Urs Baumann, Präsident der neuen "Heime Auf Berg AG", über die Zukunft der Horte in Seltisberg


Von Peter Knechtli


Nach jahrelangen Turbulenzen in den Kinderheimen "Auf Berg" in Seltisberg soll mit dem Einsatz einer Betriebsgesellschaft jetzt Ruhe einkehren. Präsident Urs Baumann will dabei keine Entlassungen vornehmen, aber den Stellen-Ersatz bei natürlichen Abgängen überprüfen, wie er im Interview mit OnlineReports ankündigt.


OnlineReports: Sie sprechen von einem "Neustart" der "Heime auf Berg". Davon war schon vor zwei Jahren die Rede. Handelt es sich nicht eher um einen Neustart des Neustarts?

Urs Baumann: Dies kann man nicht so sagen, weil damals unter Zeitdruck eine Lösung gefunden werden musste, deren Konsequenzen nicht in jeder Beziehung abgeschätzt werden konnten. Auch bestand ein wesentlicher Druck der Aufsichtsbehörde.

OnlineReports: Aber im Mai 2008 trat doch der damalige Vereinsvorstand von allen operativen Ämtern zugunsten eines neuen, betriebsverantwortlichen Heimausschusses zurück. Diese Lösung taugte offensichtlich nicht.

"Der Druck von OnlineReports zwang
den Vorstand kurzfristig zu Massnahmen."




Baumann: Der Vereinsvorstand musste eine Lösung suchen und einen Heimausschuss wählen, welcher vor allem auch den Aufsichtsbehörden entsprach. Ebenfalls war damals auch ein öffentlicher beziehungsweise medienmässiger Druck von OnlineReports, der den Vorstand zwang, innert kurzer Zeit Massnahmen umzusetzen.

OnlineReports: Aber warum kam es nicht dann schon zur heutigen Lösung?

Baumann: Der "Katholische Fürsorgeverein" als Trägerschaft der Heime weigerte sich damals, die Vereins- von der Heimführung organisatorisch wie betrieblich zu entflechten.

OnlineReports: Jetzt ist die Trennung vollzogen. Hätte dies nicht schon vor zwei Jahren geschehen sollen?  

Baumann: Nein, weil damals die Zeit für eine solche Trennung noch nicht reif war. Immerhin stellte der "Katholische Fürsorgeverein" sowohl Gebäulichkeiten und Geld zur Verfügung und hatte leider nachher keinen Einfluss mehr auf deren Verwendung. Der Heimausschuss entschied autonom.

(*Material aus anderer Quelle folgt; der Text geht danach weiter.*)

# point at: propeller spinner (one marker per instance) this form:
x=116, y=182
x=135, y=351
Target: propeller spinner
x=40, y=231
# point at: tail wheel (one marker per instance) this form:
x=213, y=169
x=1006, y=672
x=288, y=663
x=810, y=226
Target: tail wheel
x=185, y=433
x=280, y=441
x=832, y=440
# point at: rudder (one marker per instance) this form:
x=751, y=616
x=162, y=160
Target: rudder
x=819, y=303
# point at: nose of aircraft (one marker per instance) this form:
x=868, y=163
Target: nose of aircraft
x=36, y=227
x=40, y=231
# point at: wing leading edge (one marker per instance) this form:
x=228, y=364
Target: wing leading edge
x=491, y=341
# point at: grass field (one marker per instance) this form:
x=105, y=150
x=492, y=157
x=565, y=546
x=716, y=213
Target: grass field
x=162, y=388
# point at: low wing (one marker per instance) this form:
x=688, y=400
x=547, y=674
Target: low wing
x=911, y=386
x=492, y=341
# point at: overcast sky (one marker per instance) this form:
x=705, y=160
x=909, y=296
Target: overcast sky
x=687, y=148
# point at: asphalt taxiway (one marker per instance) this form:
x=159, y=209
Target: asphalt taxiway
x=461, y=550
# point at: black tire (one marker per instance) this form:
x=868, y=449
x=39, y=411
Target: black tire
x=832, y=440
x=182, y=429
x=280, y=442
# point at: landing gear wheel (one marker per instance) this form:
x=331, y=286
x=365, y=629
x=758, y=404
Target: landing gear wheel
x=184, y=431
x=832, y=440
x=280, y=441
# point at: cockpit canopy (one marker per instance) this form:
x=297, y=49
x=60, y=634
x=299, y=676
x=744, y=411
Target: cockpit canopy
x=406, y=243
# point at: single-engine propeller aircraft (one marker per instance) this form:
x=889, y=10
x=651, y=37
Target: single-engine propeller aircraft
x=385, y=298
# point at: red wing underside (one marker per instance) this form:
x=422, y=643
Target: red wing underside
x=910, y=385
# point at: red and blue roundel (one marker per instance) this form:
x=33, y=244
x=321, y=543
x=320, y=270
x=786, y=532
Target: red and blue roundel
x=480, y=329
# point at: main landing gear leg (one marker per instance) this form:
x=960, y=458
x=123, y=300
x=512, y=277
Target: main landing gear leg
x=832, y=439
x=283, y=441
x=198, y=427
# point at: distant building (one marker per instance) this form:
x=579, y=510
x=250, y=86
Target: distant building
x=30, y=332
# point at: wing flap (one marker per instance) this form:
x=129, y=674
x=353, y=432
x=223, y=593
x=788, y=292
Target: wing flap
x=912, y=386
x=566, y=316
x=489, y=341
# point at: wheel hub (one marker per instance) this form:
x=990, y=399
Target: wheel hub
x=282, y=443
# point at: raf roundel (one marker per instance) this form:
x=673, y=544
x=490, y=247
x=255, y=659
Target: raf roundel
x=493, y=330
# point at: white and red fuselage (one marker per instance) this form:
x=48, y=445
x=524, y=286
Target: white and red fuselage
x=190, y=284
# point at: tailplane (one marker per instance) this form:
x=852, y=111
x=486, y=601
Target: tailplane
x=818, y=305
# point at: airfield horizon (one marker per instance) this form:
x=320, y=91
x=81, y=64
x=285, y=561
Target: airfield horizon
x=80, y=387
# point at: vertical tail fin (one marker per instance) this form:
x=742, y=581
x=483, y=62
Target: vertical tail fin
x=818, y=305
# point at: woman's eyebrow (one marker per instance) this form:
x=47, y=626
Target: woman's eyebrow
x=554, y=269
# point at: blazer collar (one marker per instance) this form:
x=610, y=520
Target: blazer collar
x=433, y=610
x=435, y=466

OnlineReports: Wo sollen die beiden Heime nach der jahrelangen Unruhe in zwei Jahren stehen?

Baumann: Die Heime werden gesund dastehen mit einem mutmasslich etwas angepassten Konzept. Klar ist, dass weiterhin Kinder inklusive Kleinkinder dort wohnen werden. Das Gesamtkonzept werden wir den künftigen Bedürfnissen anpassen.

"Bei jeder Mutation wird hinterfragt, ob
ein Ersatz notwendig sein wird."




OnlineReports: Wie wir erfahren, soll bei den Kosten gespart werden. Wie viele Stellen wollen Sie in den nächsten zwei Jahren abbauen?

Baumann: In den Jahren 2009 und 2010 gab es ein betriebliches Defizit. Es gab und gibt jedoch keine Pläne für einen Personalabbau. Personalabgänge werden inskünftig analysiert. Bei jeder Mutation wird hinterfragt, ob ein Ersatz in welcher Form notwendig sein wird.

OnlineReports: Personalabgänge werden "analysiert", sagen Sie. Gibt es Entlassungen?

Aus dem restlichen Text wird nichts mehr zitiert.